4 Aralık 2010 Cumartesi

Güçlü Devlet?


Yaşadığımız günlerin doruklarda esen rüzgârı “güçlü devlet” özlemini saçıp savuruyor ve bu felsefe anayasa tasarısının hamurunu yoğuruyor.
Masallardaki ünlü “Tuba” ağacı gibi dünya anayasal tarihini tersine çevirdik.
Oysa insanlık, devlet gücünü sınırlamak, denetlemek; kişinin haklarını ve yönetime katılımını gerçekleştirmek için anayasayı icat etmiştir. 18. ve 19’uncu yüzyılların Batı dünyasında yürürlüğe giren bu özlem, şimdi dalga dalga bütün dünyayı sarıyor.
Peki, bizim “güçlü devlet” isteğimiz nereden kaynaklanıyor?
Çünkü varsayımlar üstüne şatolar kurmak istiyoruz. Güçlü devlet kavramıyla “güçlü iktidar” kavramını birbirine karıştırıyoruz. Sanıyoruz ki, devlet gücü el değiştirmez; oysa devletin gücü el değiştirdi mi hiç istenmeyen yönelişlere doğru direksiyon çevrilir de şaşıp kalırız.
*
Gerçekte “güçlü devlet” özleminin Türkiye’de özgül bir dayanağı da yok değil. Toplum yıllar boyunca terör ve anarşinin kanlı batağında öylesine çırpındı ki, “otorite” aranışı bireyleri kapsadı. Kim bilir? Belki de terör ve anarşi, toplumun boynunu bükmesi ve kişilerin yılgınlaşması için özellikle pompalandı. “Pompacıbaşı” kafasındaki plana göre terör ve anarşi örgütlerini birbirine kışkırtıp, çatıştırıyordu.

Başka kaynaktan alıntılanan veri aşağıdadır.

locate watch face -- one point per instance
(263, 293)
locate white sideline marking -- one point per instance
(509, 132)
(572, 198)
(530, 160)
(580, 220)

Bir ülkede iç savaşa doğru tırmanma eğilimleri gösterebilecek ölçüde terör ve anarşiyi pompalayabilmek için var olan çelişkilerden yararlanılır.
Nasıl çelişkilerden?
1) Soy, 2) Mezhep, 3) Sınıf çelişkilerini keskinleştirmek, devletin içinde çatışmaların yatırımı sayılır. Türkiye’de çok uzun süre bu iş yapıldı. Dar ve kısır milliyetçilik kavramı kökü dışarda kapitalizmle birlikte gündeme girer. Anadolu’da ekonomik kalkınmanın yöntemini dışa bağımlı kapitalizme oturtan kafa, bu kuralı kuşkusuz biliyordu. Kapitalizmin eşitsiz ve adaletsiz gelişmesinin Doğu Anadolu’da bölücülüğü ve ayrılıkçılığı körükleyeceğini hesaplamak zor değildi.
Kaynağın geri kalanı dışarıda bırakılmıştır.